Long-term outcomes of a phase II trial of neoadjuvant immunotherapy for advanced, resectable cutaneous squamous cell carcinoma of the head and neck (CSCC-HN).

Abstract

9519 Background: In a pilot phase II trial, we investigated the use of neoadjuvant immunotherapy to induce a pathologic response in patients with stage III/IV (M0) cutaneous squamous cell carcinoma of the head and neck (CSCC-HN). Here, we report the long-term outcomes according to pathologic response. Methods: Patients with newly diagnosed or recurrent stage III/IV (M0) (AJCC 8th Ed) CSCC-HN were treated with 2 doses of cemiplimab 350 mg intravenously every 3 weeks prior to surgery. The primary endpoint was overall response rate (ORR) per RECIST v1.1. Secondary endpoints included safety, pathologic response, disease-free and overall survival. Results: Of 20 patients enrolled, 7 (35%) had recurrent disease and 12 (60%) were stage IV on presentation. Neoadjuvant immunotherapy was generally well-tolerated and there were no surgical delays. Adverse events (AEs) were observed in 7 (35%) patients; 1 (5%) grade 3 diarrhea, 6 (30%) ≤ grade 2 AEs. ORR by RECIST was 30%. However, 85% (17/20) achieved a pathologic response (≤50% viable tumor), with pathologic complete response (pCR) in 11 (55%), major pathologic response (MPR, ≤10% viable tumor) in 4 (20%) and pathologic partial response (pPR, >10% and ≤50% viable tumor) in 2 (10%).
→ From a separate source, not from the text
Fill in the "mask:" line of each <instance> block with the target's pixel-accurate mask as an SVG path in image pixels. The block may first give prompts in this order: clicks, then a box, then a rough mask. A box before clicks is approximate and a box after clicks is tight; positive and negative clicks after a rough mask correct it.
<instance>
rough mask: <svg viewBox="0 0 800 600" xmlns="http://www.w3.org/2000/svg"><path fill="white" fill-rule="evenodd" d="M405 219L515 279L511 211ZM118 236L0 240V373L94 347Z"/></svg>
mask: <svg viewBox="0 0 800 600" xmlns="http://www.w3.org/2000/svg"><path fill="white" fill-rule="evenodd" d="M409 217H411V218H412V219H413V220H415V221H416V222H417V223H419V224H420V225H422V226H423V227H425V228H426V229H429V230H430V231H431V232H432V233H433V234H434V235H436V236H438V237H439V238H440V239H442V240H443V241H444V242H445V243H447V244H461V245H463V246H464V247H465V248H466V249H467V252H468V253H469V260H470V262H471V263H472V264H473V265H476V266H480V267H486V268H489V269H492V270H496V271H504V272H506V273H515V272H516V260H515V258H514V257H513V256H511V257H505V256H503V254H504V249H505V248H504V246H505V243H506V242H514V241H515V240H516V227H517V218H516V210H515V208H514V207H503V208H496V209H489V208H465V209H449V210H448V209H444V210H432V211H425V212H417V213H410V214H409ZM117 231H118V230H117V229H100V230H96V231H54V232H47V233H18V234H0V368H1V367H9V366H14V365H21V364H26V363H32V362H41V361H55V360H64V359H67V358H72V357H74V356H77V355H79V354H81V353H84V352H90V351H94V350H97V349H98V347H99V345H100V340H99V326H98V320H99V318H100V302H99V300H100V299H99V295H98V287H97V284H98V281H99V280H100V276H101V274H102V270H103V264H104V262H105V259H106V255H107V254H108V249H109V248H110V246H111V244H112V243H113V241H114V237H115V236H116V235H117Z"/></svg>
Patients with a pCR did not receive planned radiotherapy after surgery. Patients who did not have a pathologic response (> 50% viable tumor) either progressed and died (1, 5%) or developed recurrence (2, 10%) despite surgery and adjuvant radiation or chemoradiation. At a median follow up of 34.5 months (range: 7.7-42.7), none of the patients who achieved a pathologic response have recurred. Conclusions: Consistent with other cancer types, pathologic response to neoadjuvant immunotherapy is durable in patients with advanced, resectable CSCC-HN. Adjuvant radiation therapy may be spared in patients who achieve a pCR and warrants further investigation. Clinical trial information: NCT03565783.